E perante a confusão reinante entre a simpatia e a empatia, somos obrigados ao esclarecimento das pessoas, o que exige algum tacto porque estamos a lidar com as suas emoções, apesar do abuso e da impropriedade dos seus actos, porque aparecem sem ser convidados e exigem tratamento íntimo, o que é uma clara violação aos olhos do animal e um atentado à propriedade do dono. Mas mesmo assim, temos que contar com eles e acostumar os nossos cães às suas arremetidas, não vá o diabo tecê-las e sobrar-nos algum dissabor. E porque há gente que não tem emenda, por mais claros que sejam os esclarecimentos, há que evitar aqueles que persistem no erro e nunca tomam conhecimento disso. Nestes casos, o comando direccional “roda” que garante a inversão do sentido de marcha, encontra rara oportunidade e mais rapidamente passará a automatismo. E o mais engraçado, se nisto houver alguma graça, é que temos regulamentos de conduta dos cães para os homens e o inverso não existe, ainda que se badale por aí a Carta dos Direitos do Animal.

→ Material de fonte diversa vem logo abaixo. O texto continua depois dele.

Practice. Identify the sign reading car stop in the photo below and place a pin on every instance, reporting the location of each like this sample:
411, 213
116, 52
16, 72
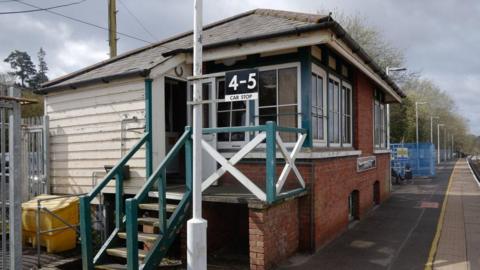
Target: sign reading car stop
241, 85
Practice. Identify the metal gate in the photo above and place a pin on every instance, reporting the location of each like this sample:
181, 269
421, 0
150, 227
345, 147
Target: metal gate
10, 179
35, 155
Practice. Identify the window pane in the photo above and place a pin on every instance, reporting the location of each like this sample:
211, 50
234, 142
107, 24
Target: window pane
320, 128
221, 90
314, 124
330, 111
238, 119
239, 105
268, 88
287, 86
288, 118
320, 94
314, 90
267, 114
224, 106
223, 120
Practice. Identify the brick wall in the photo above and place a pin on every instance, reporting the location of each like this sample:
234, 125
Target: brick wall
273, 234
363, 108
335, 179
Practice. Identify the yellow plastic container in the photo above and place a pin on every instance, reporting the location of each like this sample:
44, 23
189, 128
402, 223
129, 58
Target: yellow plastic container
56, 240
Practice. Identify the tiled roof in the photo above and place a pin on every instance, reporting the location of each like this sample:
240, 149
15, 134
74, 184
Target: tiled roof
248, 25
252, 23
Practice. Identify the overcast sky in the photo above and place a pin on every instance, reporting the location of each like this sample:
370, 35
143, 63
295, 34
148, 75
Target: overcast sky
441, 39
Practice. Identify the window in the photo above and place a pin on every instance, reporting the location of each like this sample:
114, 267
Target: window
346, 114
380, 121
333, 111
278, 99
318, 94
339, 112
230, 114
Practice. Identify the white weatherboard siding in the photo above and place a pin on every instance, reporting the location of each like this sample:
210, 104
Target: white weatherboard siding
87, 132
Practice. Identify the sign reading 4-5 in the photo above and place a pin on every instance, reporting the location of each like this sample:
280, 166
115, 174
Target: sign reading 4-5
241, 85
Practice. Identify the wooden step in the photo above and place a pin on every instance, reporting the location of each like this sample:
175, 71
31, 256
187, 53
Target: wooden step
142, 237
176, 196
149, 221
111, 266
154, 207
165, 263
122, 252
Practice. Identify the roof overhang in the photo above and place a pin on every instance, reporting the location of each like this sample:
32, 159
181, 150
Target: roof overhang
340, 47
327, 32
85, 83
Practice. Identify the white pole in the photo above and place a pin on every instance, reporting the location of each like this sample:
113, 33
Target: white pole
15, 186
445, 139
416, 121
197, 226
438, 143
431, 129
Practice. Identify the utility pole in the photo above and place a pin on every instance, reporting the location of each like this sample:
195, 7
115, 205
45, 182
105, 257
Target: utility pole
112, 27
438, 144
431, 127
197, 226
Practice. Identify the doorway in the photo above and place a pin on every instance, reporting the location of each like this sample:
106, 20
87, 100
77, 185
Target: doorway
353, 206
209, 89
175, 122
376, 193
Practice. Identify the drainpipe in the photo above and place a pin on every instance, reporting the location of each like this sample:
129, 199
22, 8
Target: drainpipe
148, 127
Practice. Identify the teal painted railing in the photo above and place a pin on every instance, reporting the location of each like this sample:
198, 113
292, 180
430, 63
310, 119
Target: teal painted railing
168, 227
85, 208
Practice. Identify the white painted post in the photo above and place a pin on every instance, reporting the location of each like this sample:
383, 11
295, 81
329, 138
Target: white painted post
15, 184
197, 226
438, 143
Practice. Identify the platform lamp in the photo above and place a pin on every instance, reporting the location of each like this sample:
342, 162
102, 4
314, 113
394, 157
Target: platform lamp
387, 71
431, 127
438, 139
416, 126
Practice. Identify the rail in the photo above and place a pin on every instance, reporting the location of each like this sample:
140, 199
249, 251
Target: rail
116, 173
167, 226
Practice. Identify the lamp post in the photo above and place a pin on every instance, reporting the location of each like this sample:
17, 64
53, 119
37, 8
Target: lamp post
416, 121
431, 127
197, 226
438, 140
445, 143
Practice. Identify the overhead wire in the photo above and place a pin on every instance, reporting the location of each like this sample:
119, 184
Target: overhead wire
40, 9
137, 20
84, 22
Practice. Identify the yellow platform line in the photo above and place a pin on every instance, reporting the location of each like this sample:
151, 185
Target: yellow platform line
436, 239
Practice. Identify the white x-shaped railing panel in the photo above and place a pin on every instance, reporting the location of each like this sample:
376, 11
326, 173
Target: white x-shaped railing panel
290, 161
229, 165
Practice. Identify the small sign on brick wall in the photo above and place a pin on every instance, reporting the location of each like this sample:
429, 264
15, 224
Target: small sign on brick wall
366, 163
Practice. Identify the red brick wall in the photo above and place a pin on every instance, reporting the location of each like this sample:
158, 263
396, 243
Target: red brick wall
335, 179
363, 117
274, 234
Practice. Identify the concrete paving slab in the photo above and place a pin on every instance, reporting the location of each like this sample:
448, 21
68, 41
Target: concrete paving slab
396, 235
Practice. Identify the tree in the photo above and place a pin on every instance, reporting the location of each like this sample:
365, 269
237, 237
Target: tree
22, 65
41, 75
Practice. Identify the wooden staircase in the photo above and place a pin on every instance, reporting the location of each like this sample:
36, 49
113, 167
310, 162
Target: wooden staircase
147, 224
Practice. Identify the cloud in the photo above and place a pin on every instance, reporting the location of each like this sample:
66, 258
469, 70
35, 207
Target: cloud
439, 38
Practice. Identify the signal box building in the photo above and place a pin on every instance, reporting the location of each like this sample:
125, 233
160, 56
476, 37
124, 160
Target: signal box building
284, 173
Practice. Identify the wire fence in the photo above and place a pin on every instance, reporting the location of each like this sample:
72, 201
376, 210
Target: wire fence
421, 158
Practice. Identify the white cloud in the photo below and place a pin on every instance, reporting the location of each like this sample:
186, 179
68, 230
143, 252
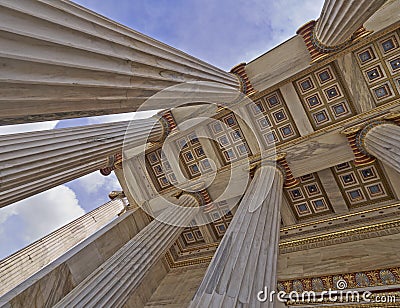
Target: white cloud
28, 220
28, 127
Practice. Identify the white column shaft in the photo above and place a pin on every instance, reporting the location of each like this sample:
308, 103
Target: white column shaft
246, 259
34, 162
24, 263
60, 60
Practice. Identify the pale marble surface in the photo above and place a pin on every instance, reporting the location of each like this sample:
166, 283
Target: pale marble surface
359, 92
75, 265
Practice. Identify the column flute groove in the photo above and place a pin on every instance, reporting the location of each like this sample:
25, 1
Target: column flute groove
118, 277
60, 60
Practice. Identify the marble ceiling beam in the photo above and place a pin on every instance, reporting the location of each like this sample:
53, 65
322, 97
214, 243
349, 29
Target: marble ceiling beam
59, 60
36, 161
113, 282
24, 263
340, 20
246, 260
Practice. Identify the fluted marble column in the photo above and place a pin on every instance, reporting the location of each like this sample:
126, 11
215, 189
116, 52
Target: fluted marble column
24, 263
340, 19
112, 284
246, 260
34, 162
382, 140
59, 60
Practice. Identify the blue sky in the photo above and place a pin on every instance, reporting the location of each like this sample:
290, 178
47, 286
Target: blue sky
221, 32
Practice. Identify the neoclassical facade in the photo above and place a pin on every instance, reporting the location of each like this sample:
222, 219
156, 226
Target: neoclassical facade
282, 175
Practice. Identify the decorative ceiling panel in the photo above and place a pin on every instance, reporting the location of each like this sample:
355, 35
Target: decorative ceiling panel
193, 156
160, 170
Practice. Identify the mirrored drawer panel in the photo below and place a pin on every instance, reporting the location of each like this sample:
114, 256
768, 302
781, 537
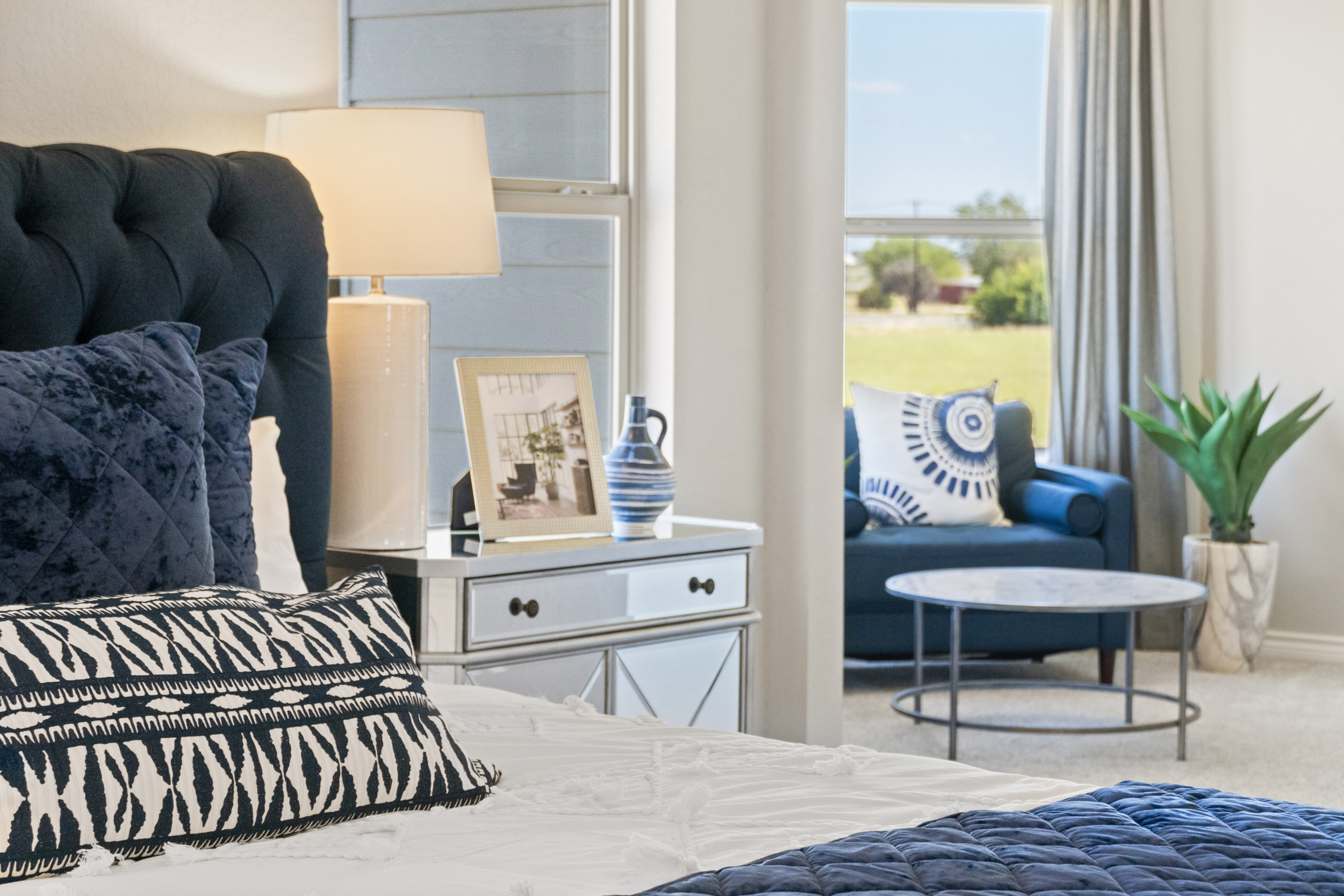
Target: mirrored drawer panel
503, 611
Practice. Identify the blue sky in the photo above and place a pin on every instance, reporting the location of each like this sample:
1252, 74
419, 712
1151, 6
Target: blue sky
944, 103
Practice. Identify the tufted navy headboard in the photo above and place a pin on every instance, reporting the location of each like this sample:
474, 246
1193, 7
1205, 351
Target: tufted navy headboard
96, 241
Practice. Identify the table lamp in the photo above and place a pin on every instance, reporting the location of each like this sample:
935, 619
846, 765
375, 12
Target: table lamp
404, 193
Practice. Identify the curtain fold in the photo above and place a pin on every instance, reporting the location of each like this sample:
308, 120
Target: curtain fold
1111, 255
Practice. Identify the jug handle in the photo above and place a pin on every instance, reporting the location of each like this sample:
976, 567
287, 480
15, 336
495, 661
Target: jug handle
663, 421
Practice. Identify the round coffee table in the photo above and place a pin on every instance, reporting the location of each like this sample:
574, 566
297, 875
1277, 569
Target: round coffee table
1046, 590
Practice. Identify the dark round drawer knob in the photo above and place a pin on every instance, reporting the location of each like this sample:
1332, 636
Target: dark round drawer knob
531, 608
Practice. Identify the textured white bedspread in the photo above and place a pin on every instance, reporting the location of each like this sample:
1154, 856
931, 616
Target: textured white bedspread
589, 805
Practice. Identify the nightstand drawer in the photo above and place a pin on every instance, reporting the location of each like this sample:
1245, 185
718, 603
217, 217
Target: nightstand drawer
519, 609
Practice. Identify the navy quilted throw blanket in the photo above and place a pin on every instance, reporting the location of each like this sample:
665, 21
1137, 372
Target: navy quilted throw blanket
1133, 839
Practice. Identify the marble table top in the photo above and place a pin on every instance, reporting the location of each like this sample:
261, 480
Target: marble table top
1046, 590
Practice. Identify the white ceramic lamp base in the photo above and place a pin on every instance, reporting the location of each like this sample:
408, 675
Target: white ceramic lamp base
380, 359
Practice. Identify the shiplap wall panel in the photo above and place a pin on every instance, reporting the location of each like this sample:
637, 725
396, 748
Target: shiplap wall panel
539, 72
568, 241
370, 9
480, 54
538, 310
556, 138
447, 438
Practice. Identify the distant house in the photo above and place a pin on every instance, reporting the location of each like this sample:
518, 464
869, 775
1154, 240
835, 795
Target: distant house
955, 292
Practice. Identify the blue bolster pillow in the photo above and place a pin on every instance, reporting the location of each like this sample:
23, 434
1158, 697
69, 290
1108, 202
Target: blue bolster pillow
855, 515
1058, 507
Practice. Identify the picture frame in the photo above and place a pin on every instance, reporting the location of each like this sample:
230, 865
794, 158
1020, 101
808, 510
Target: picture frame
529, 477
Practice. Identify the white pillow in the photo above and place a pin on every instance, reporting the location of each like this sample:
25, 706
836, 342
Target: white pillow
277, 563
927, 460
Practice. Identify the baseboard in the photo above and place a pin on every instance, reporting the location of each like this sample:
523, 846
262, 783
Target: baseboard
1300, 645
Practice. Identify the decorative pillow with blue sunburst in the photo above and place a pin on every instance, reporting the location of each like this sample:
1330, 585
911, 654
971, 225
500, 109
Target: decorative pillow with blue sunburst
928, 460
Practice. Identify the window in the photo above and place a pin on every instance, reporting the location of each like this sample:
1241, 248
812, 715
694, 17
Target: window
945, 132
550, 80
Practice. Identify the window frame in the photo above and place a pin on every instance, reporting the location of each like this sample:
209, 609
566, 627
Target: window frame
964, 228
581, 198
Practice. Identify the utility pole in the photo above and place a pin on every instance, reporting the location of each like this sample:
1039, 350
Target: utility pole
914, 272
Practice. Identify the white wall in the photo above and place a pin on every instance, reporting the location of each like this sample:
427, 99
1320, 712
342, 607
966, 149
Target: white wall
740, 225
1258, 163
135, 75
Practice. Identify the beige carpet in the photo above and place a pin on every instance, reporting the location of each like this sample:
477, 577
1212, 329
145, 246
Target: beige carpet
1277, 733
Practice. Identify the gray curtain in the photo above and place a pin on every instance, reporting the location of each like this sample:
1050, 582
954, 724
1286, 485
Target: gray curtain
1109, 242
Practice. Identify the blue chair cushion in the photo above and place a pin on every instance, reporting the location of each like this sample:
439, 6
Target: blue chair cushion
1017, 450
855, 515
103, 477
230, 377
875, 555
1056, 507
1012, 435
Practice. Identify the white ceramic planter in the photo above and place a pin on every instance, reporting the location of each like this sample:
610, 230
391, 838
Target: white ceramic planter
1241, 589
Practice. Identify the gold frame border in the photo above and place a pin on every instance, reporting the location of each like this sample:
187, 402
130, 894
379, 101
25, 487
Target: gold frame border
468, 369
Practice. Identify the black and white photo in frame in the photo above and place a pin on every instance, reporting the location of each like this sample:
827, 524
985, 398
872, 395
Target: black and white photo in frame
533, 437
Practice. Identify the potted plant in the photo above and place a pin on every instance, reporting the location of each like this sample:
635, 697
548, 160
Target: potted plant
1228, 457
547, 446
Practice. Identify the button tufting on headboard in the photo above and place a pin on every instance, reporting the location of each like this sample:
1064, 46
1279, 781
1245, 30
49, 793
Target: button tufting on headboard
96, 241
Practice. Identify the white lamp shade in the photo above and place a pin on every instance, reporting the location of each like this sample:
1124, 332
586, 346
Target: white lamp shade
404, 193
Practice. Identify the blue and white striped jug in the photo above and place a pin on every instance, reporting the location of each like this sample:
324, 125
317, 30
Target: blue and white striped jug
639, 479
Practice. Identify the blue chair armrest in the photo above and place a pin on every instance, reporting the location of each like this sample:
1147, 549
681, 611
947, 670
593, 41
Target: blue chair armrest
1117, 528
855, 515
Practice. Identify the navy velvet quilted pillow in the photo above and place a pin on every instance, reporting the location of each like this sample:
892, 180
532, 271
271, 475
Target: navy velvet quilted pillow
213, 715
103, 479
230, 377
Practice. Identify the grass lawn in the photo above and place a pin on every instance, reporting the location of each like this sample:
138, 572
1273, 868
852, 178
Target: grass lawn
937, 360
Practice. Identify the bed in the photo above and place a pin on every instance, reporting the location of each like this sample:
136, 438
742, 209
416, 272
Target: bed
94, 241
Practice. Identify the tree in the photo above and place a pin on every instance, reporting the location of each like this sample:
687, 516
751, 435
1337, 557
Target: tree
875, 297
987, 257
917, 283
1012, 296
940, 258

O nosso conselho para o Vítor Hugo, extensível agora a todos vós, é que evite os bajuladores desenfreados e compulsivos, de modo discreto e cortês, mantendo a amizade do seu cachorro com aqueles que o fazem de modo regrado, que escutam o seu parecer e respeitam o animal. Ocasionalmente, “a ponto largo que o freguês é de longe”, sugerimos que sujeite o Yoshi a este tipo de encontros, que não necessitam de ser procurados, enquanto fauna dominante e milenar, para que não suceda ao cachorro o mesmo que me aconteceu, quando era menino e saía da catequese, que corria pelos campos fora para me livrar dos ósculos de velhas desdentadas. Alguns condutores de cães, fartos de banquetear os mais carentes, têm lançado mão de várias mentiras com algum sucesso, atribuindo aos seus cães doenças contagiosas, evitando assim os excessos e livrando-se de futuras investidas. Quando o Yoshi crescer o problema fica automaticamente resolvido, porque imporá respeito e só terá olhos para o dono. O desrespeito incide essencialmente sobre os cachorros, porque suscitam ternura e protecção, acabando alguns abandonados quando alcançam a fase adulta, por gente dita sensível e plena de sãos propósitos, dessa que é como os espanhóis: que vêem com as mãos.